Technically the Labour membership was simply voting for a new leader and deputy leader, but everybody involved knew that in practical terms it meant electing the next deputy prime minister of the country. The unique situation arose because Eamon Gilmore made history by being the first party leader serving in the tánaiste’s office to resign in the middle of a Dáil term.
While he made the decision to go after the disastrous European and local elections, there are strong suspicions that he jumped before he was pushed. The exact circumstances in which Gilmore made his decision may emerge in time, but it is clear that he was going to face a challenge to his position if he stayed. The motion of no confidence in his leadership put down by eight of his parliamentary party just hours before Gilmore resigned is evidence of that.
The way all of this happened has implications for the future of the party.
“A Labour leader was never forced out of office this way before, but now that it has happened once, the chances are it will happen again. Once the concept of loyalty to the elected leader goes, an important value goes with it,” said one senior party figure.
Having won the leadership and the tánaiste’s position, Joan Burton now faces the really hard part. Bringing the Labour Party back from its dismal showing in the recent elections to having a fighting chance in the next general election will be a bigger challenge than any she has faced to date. There is no easy solution to the dilemma she faces
Labour support has collapsed due mainly to the fact that the party chose to go into Government at a time of a national economic emergency. By any objective yardstick the party has done a good job in office by helping to stave off the nightmare of national bankruptcy. That would have had devastating consequences for everybody in the country, but particularly the least well-off in society.
That record of performance clearly hasn’t impressed the voters, as the election results in May testified, so Burton will have her work cut out to try to change the perception of the Labour performance over the next 18 months. Still, she will have a number of things going for her.
As Minister for Social Protection she has been immune from much of the anti-Government sentiment that damaged her colleagues and that should give her a head start as a new leader attempting to reshape the party’s image.
The decision of the Coalition at the outset to protect basic pension and welfare payments from cuts clearly benefited Burton, but that doesn’t fully explain why her personal standing remained high while that of her Labour colleagues slumped.
DifferentiatedCrucially, she managed to differentiate herself from the rest of the Government in the public mind and that clearly paid dividends in terms of her personal popularity.
That political manoeuvre will be more difficult to pull off when she is party leader and tánaiste and has to assume full responsibility for all of the decisions the Government makes. The trick will be to carve out a distinct identity for Labour in Government without destabilising the Coalition and precipitating an early election, as that is the last thing the party needs.
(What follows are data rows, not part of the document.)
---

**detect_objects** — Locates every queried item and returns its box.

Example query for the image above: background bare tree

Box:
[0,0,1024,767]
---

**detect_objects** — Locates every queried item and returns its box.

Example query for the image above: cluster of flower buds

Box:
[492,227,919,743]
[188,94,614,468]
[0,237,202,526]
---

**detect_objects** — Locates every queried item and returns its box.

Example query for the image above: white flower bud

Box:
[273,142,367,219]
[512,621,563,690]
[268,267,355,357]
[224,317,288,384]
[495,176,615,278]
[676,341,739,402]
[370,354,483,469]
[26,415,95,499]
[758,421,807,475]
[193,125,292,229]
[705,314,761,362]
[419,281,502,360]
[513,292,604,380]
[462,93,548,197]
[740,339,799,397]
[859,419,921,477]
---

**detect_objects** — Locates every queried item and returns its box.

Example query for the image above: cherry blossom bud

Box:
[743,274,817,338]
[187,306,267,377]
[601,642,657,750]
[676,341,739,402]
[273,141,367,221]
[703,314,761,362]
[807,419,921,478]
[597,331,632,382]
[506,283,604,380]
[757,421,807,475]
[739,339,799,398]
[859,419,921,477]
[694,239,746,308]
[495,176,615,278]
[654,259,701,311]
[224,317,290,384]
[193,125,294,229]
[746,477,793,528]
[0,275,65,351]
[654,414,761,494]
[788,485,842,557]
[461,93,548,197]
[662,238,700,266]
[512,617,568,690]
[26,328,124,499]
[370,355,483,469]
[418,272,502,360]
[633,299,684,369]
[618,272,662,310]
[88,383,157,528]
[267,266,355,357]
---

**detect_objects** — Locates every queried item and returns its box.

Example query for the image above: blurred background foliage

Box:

The other danger of attempting to point up differences between Labour and Fine Gael is that it could create the image of a Government lacking in cohesion, and that would be fatal for both parties in the long run. Some Labour strategists believe that winning back its public service vote should be the priority, but any moves to reverse the pay cuts in the sector would have to be paid by the general taxpayer, which would not be popular with Fine Gael voters.
Finding the right balance will not be easy. Eamon Gilmore was a loyal and committed deputy leader in Government who did his negotiating in private and kept public disagreements with his Coalition partners to a minimum.
That did not pay off for him primarily because his rhetoric in Opposition and the promises made during the general election implied that he would behave very differently in office to the way he did. Ultimately his mastery in Opposition ensured that he did not succeed in Government.
Burton was equally vociferous in Opposition in condemning many of the policies she has implemented as a member of the Government, but she did not suffer anything like the same political damage. That is largely down to the fact the leader takes most of the blame, but maybe Burton also has one of the most important attributes of a successful politician – so far at least she has been a lucky general.
There are already signs that her luck may hold when she takes over as leader. A range of economic data that emerged over the past week suggests the economic recovery really has taken hold. If the indicators continue to improve over the next 18 months, both Government parties will be able to point to an impressive record.